Kenya’s state-run rural press project goes back to 1974, a joint initiative with Unesco. The UN educational and cultural agency handed over the project to the government in 1991. At that time there were 11 rural newspapers serving about 85 per cent of the population, according to Regional Publications head Winifred Kitonga.
But all those newspapers folded over time.
The government of Mwai Kibaki attempted to revive the publications about ten years ago but the initiative floundered. Instead, the state ended up publishing a weekly newspaper called Kenya Today.
The paper ran for three years and ceased publication in December 2011, amid claims of misappropriation of taxpayer’s money.
Since last year, the government has been circulating the free weekly newspaper My.Gov. It carries adverts and articles about government programmes and opportunities for the youth and other groups.
From this very brief outline, it is certain that government press has not fared well. Matters are complicated by the fact that around the world advances in information and communications technologies are proving a big challenge in running print publications. There is the power of social media to contend with – and of course the private mainstream media with the money and long experience in these matters.
Director of Information Gwaro (Picture above) apparently did not give details about how and when the proposed revival of the rural press will happen, especially at a time when the government has announced austerity measures due to ballooning public expenditure.
A case can be made for vibrant government media. A graphic circulating in social media last week showed that most of Kenya’s media houses are private entities largely owned by or connected to politicians. That means the bulk of information consumed by the public is in private hands. If information is power, it is certain that media owners wield immense influence on citizens’ awareness of and choices about public affairs.

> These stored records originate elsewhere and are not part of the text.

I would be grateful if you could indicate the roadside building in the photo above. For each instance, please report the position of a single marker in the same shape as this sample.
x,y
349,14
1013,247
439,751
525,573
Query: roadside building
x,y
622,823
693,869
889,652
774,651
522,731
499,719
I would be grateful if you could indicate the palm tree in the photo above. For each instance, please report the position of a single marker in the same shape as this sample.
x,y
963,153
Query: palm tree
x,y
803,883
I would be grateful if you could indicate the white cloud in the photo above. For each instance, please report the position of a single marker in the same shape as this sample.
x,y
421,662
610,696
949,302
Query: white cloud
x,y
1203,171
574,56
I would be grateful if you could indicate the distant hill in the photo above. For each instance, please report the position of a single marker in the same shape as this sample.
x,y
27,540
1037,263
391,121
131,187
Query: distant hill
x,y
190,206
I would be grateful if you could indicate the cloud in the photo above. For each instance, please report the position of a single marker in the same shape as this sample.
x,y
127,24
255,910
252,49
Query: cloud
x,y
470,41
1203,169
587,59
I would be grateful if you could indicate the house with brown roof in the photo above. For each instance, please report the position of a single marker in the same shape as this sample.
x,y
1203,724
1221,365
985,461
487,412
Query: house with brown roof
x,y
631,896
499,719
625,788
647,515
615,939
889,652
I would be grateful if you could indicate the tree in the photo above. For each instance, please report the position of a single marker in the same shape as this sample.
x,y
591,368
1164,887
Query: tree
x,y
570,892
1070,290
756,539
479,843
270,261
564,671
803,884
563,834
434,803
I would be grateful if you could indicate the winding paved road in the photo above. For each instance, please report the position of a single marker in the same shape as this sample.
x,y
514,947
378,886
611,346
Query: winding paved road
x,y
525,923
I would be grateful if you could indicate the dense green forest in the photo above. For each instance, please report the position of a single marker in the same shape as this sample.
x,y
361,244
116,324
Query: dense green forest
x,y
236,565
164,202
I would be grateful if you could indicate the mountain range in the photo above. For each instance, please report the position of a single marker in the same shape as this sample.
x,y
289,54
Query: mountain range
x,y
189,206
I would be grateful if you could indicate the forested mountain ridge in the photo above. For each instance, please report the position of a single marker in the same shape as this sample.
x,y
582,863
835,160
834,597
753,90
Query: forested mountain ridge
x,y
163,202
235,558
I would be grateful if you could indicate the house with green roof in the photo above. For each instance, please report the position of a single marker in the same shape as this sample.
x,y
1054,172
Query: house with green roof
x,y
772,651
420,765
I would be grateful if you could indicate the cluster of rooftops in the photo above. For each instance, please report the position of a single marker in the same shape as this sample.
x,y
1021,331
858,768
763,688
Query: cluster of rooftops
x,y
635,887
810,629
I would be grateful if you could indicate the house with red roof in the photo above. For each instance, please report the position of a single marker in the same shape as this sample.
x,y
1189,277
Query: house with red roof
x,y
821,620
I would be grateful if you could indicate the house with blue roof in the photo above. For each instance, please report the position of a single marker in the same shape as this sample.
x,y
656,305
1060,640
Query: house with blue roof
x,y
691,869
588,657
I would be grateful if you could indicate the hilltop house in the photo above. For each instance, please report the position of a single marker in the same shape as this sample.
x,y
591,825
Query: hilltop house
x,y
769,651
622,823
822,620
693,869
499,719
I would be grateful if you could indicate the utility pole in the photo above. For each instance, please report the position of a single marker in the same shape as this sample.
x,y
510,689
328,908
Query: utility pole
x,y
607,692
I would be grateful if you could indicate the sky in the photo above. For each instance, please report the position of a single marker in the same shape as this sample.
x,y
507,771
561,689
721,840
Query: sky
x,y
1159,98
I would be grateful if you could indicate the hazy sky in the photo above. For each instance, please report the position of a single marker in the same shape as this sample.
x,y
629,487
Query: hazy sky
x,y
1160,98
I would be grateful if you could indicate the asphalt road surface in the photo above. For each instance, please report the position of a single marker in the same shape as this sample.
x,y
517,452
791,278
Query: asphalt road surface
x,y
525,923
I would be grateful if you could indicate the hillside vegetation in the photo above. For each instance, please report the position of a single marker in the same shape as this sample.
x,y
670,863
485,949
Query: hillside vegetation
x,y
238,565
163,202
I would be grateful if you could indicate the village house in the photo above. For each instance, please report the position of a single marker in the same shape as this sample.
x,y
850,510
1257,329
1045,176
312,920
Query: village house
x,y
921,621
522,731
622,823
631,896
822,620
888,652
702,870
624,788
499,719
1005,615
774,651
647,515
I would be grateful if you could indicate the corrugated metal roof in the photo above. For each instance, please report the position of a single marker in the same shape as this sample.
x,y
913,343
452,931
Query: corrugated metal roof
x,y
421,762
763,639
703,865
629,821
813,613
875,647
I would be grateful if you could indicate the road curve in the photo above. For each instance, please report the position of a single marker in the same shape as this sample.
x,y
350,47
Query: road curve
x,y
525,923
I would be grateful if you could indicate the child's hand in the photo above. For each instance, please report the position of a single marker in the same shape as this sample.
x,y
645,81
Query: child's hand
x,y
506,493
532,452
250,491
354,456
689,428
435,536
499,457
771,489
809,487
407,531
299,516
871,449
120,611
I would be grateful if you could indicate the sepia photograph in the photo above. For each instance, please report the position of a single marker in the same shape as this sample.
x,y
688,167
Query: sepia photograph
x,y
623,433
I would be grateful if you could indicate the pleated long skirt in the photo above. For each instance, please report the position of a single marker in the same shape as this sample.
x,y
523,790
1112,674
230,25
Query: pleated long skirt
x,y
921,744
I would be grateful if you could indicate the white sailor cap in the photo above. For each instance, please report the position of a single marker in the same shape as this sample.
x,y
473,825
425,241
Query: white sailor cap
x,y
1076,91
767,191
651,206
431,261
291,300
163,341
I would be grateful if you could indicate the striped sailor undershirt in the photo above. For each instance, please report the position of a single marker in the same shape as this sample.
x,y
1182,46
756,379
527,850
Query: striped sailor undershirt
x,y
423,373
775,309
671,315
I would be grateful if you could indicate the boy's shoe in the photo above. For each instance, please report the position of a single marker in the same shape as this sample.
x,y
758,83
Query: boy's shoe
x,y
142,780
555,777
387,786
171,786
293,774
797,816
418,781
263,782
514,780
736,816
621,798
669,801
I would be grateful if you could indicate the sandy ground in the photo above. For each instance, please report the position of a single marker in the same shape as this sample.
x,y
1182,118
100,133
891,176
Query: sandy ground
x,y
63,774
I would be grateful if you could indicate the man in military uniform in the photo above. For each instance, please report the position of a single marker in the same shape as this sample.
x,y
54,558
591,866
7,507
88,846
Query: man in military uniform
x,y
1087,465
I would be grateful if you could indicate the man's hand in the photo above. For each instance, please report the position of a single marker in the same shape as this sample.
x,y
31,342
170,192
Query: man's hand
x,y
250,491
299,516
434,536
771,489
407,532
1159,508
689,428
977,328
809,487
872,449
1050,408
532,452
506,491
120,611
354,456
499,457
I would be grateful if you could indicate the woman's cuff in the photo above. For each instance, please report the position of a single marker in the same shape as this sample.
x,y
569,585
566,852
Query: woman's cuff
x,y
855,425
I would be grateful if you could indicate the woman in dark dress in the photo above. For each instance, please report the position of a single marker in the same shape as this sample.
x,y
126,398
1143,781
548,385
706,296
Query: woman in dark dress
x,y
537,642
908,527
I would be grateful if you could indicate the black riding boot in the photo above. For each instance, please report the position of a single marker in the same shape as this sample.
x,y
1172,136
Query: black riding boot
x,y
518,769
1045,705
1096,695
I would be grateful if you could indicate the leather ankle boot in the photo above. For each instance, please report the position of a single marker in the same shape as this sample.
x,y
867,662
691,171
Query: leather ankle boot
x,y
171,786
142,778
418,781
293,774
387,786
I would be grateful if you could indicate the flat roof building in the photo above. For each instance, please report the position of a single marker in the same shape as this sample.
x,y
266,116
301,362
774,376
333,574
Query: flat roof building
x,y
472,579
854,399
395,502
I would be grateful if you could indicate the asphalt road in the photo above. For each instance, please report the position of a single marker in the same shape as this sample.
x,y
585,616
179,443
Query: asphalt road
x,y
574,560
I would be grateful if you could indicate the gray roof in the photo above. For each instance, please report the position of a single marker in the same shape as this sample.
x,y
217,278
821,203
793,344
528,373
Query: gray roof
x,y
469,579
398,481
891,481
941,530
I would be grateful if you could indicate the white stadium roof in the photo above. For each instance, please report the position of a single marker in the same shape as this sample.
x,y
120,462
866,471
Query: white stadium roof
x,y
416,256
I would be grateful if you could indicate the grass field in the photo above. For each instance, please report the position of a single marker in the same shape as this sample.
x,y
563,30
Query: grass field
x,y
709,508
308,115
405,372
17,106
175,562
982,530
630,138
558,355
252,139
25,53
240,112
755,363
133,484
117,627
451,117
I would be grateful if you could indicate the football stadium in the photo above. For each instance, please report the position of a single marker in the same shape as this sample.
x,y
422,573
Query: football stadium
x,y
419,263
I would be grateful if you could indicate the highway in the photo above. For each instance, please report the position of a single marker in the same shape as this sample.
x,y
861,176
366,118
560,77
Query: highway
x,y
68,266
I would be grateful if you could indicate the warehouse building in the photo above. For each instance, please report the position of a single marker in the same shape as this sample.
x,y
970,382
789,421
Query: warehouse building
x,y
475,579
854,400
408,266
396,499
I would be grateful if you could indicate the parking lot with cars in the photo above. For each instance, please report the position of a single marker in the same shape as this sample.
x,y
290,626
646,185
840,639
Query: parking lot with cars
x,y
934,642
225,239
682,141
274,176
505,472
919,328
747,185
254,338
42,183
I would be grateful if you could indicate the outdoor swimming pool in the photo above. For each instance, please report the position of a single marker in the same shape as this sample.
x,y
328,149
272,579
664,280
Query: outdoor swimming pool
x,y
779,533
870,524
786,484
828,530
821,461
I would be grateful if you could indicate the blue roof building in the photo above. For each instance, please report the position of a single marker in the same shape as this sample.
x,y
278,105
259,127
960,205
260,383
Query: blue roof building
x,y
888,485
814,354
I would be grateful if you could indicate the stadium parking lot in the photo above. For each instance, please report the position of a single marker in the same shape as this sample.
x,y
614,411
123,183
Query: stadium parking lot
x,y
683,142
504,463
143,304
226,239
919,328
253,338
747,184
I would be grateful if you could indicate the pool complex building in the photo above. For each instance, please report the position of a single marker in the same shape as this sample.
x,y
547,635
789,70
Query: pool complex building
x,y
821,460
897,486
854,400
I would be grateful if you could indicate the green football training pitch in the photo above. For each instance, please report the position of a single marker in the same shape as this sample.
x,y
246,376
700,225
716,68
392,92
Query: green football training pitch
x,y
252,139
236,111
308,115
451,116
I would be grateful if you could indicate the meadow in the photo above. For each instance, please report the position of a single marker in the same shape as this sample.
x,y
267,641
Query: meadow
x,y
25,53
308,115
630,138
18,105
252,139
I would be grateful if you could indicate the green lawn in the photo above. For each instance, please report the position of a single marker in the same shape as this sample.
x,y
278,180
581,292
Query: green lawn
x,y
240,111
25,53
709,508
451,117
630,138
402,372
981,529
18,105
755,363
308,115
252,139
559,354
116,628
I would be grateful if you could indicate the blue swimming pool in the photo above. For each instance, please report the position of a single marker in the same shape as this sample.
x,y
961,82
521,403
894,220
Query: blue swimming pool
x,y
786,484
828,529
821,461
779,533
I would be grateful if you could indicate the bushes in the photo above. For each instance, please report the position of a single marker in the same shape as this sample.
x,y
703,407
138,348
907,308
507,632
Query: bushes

The government ought to invest in media outlets that exclusively serve public, non-partisan interest. Whether newspapers can play this role effectively is, however, open to debate.
The performance of KBC over the years does not inspire much optimism. It has suffered from inadequate funding and poor management for a long time. The public broadcaster’s managers appeared before the Senate ICT committee in July and painted a picture of a crippled institution.
KBC is groaning under the weight a humongous loan it got from Japan way back in 1989, which has now grown to over Sh40 billion. That was 30 years ago.
The corporation is unable to remit statutory charges to relevant authorities. It has not paid Sh205 million to Kenya Revenue Authority despite deducting the money from its employees.
KBC management says the broadcaster spends Sh180 million every month on recurrent expenditure. But it makes only half of that: Sh90 million.
The corporation has not paid Sh127 million for satellite operations. Deductions from employees are not remitted to Saccos. Nor does KBC remit staff pension contributions.
The broadcaster’s woes should serve as a cautionary tale about state-run media in the era of ICTs and a liberalised industry.